5 Stars 4 Stars 3 Stars 2 Stars 1 Star 3.8 from 67 reviews
  • Author: admin
  • Prep Time: 20 minutes
  • Cook Time: 10 minutes
  • Total Time: 30 minutes (plus at least 4 hours chilling time)
  • Yield: 8 slices
  • Category: Dessert
  • Method: Stovetop
  • Cuisine: American
  • Diet: Vegetarian

Description

This vibrant Lemon Raspberry Pie combines a tangy lemon custard filling with fresh raspberries nestled in a crisp pre-baked pie crust. The luscious, citrusy filling is cooked on the stovetop until perfectly thickened, then chilled to set, making it an ideal no-bake finish for a refreshing summer dessert. Garnished with extra raspberries and optional whipped cream, this pie is both visually stunning and delightfully flavorful.


Ingredients

Scale

Pie Crust

  • 1 pre-baked 9-inch pie crust (store-bought or homemade)

Lemon Filling

  • 3/4 cup granulated sugar
  • 1/4 cup cornstarch
  • 1 1/4 cups water
  • 1/2 cup fresh lemon juice (about 2–3 lemons)
  • 1 tablespoon lemon zest
  • 3 large egg yolks, beaten
  • 2 tablespoons unsalted butter

Fruit and Garnish

  • 1 cup fresh raspberries (plus extra for garnish)
  • Whipped cream for serving (optional)


Instructions

  1. Prepare the filling mixture.

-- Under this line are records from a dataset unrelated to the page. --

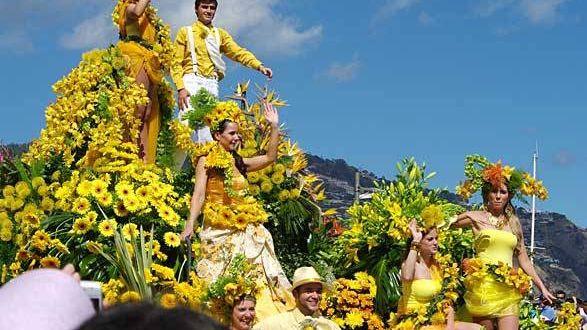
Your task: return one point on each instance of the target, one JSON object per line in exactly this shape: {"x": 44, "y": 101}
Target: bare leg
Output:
{"x": 508, "y": 322}
{"x": 487, "y": 323}
{"x": 143, "y": 113}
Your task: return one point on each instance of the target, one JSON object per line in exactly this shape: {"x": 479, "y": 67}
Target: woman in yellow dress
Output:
{"x": 422, "y": 280}
{"x": 233, "y": 220}
{"x": 498, "y": 239}
{"x": 138, "y": 29}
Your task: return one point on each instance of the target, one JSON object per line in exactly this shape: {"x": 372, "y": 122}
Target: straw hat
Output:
{"x": 305, "y": 275}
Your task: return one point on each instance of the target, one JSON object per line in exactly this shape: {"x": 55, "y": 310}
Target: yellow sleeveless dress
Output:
{"x": 489, "y": 298}
{"x": 418, "y": 293}
{"x": 220, "y": 245}
{"x": 138, "y": 58}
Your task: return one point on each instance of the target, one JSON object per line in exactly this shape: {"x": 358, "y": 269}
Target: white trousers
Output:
{"x": 193, "y": 84}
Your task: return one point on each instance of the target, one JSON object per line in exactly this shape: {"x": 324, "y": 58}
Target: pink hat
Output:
{"x": 43, "y": 299}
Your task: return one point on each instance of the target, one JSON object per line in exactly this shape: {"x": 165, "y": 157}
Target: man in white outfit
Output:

In a medium saucepan, whisk together the granulated sugar and cornstarch until combined. Gradually whisk in the water and fresh lemon juice until the mixture is smooth and free of lumps.
  2. Cook and thicken filling. Place the saucepan over medium heat and cook, stirring constantly to prevent lumps and burning, until the mixture thickens and reaches a gentle boil, bubbling uniformly.
  3. Temper the egg yolks. To prevent curdling, slowly whisk about 1/2 cup of the hot lemon mixture into the beaten egg yolks. Then, return this egg-lemon mixture to the saucepan while whisking continuously.
  4. Finish cooking the lemon filling. Continue cooking the mixture on medium heat for an additional 1–2 minutes until the custard thickens to a smooth, creamy consistency. Remove the saucepan from heat and stir in the lemon zest and unsalted butter until fully incorporated and shiny.
  5. Assemble the pie. Evenly spread 1 cup of fresh raspberries across the bottom of the pre-baked pie crust. Carefully pour the hot lemon custard filling over the raspberries, spreading gently to cover the fruit without disturbing it.
  6. Chill the pie. Place the assembled pie in the refrigerator and chill for at least 4 hours, or until the lemon filling is fully set and firm enough to slice cleanly.
  7. Serve. Before serving, garnish the pie with additional fresh raspberries and whipped cream if desired for extra creaminess and presentation.

Notes

  • For a creamier lemon filling, fold 1/2 cup whipped cream into the cooled filling before pouring it over the raspberries.
  • Frozen raspberries can be substituted if thawed completely and drained to avoid excess moisture.
  • Ensure the pie crust is fully baked and cooled before adding the filling to maintain crispness.
  • This pie is best served chilled and eaten within 2 days for optimal freshness.